Designing soil contamination monitoring network in petroleum refineries by XGBoost weighting and geostatistical facility allocation methods.

Petroleum refineries are deemed strategic industrial sectors that can release toxic materials to the environment and cause potential hazards. In this regard, designing and installation of soil contamination monitoring networks at petroleum refineries is a necessity. In this research, we designed an optimal monitoring network with maximum coverage and minimum number of monitoring boreholes. The main regarded parameters are the groundwater contamination history, the location of effective structures, the location of flare stacks and the soil texture. In addition, the soil contamination was calculated based on previous contamination of the soil at the sampling points by the Entropy Weighting Model. It was employed with other parameters to estimate the soil contamination across the site. The Machine Learning method of XGBoost was implemented for estimating and assigning priority for every point of the site.
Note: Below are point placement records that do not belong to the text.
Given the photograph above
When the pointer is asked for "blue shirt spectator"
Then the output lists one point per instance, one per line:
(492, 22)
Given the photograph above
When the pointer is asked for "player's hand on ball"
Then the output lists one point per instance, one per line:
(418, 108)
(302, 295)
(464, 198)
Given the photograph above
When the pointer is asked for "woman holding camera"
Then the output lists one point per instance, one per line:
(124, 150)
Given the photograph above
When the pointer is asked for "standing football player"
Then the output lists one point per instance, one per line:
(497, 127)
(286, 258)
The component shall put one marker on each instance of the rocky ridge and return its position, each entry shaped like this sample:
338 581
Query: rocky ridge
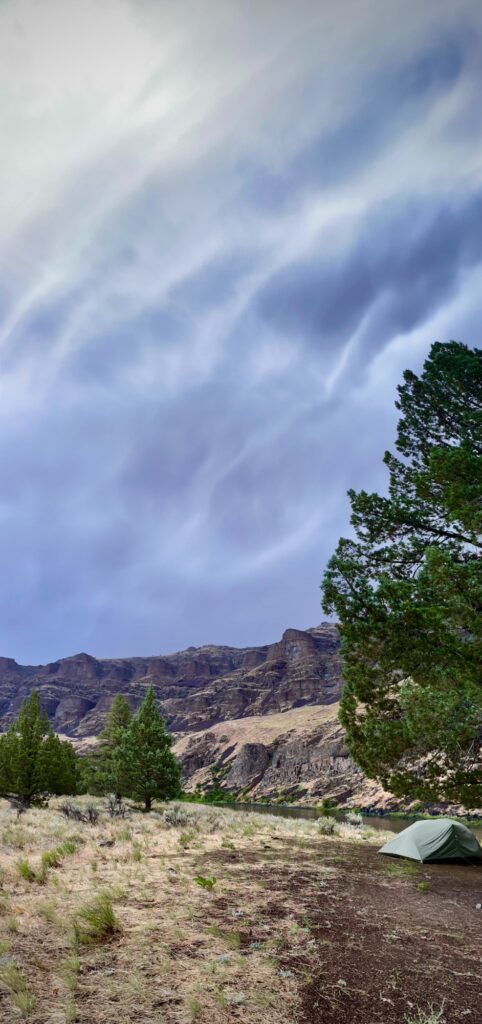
265 718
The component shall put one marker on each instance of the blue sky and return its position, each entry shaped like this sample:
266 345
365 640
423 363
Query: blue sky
226 228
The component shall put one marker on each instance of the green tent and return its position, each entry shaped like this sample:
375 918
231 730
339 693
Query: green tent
440 839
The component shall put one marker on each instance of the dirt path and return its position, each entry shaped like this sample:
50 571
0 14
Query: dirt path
374 939
297 928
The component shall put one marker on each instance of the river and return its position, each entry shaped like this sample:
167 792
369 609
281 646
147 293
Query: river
386 822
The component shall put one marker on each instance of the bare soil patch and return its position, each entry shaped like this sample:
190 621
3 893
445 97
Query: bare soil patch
297 928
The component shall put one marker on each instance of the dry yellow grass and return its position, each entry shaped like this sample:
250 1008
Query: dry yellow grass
179 951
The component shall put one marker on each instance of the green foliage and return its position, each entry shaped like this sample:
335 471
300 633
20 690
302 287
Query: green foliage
34 762
25 869
96 921
142 761
14 982
407 592
97 768
205 883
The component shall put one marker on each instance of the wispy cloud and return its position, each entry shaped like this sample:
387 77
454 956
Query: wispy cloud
224 232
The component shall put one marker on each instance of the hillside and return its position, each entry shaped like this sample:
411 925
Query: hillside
265 717
196 687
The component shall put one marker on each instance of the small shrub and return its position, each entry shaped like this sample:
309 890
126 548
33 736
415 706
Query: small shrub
14 837
353 818
52 858
96 921
177 816
71 810
91 814
115 806
25 869
71 1012
326 826
206 883
69 847
124 834
185 839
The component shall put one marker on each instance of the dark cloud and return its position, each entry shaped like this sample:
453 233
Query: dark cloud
407 259
174 456
389 102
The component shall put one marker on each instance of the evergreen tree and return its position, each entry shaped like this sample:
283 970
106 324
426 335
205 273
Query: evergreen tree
407 593
143 763
118 719
34 762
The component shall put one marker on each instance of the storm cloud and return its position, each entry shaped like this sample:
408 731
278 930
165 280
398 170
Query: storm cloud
224 235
To achieve the optimal network in the optimization program, four parameters were regarded including (a) the optimal value of the optimization program's objective function, (b) the number of Advance Zero-half cuts of the Cut Generation algorithm, (c) the consumed time, and (d) the optimal boreholes number of the network corresponding with different effective contamination detection radius. The network was designed by generalized Maximal Covering Location Problem and for optimizing it, the advantages of Mixed-Integer Linear Programming method were used. To evaluate the applicability of the method, it has been developed and implemented in a refinery in the south of Iran. 92.84% of XGBoost estimation accuracy, the optimal number of 113 and the effective contamination detection radius of 160 m were obtained for boreholes of the network. To investigate the efficiency of the model, a new Regret function has been defined. Furthermore, sensitivity analysis of the parameters and feature importance analysis of XGBoost both showed that the main parameter of the model was the location of effective structures.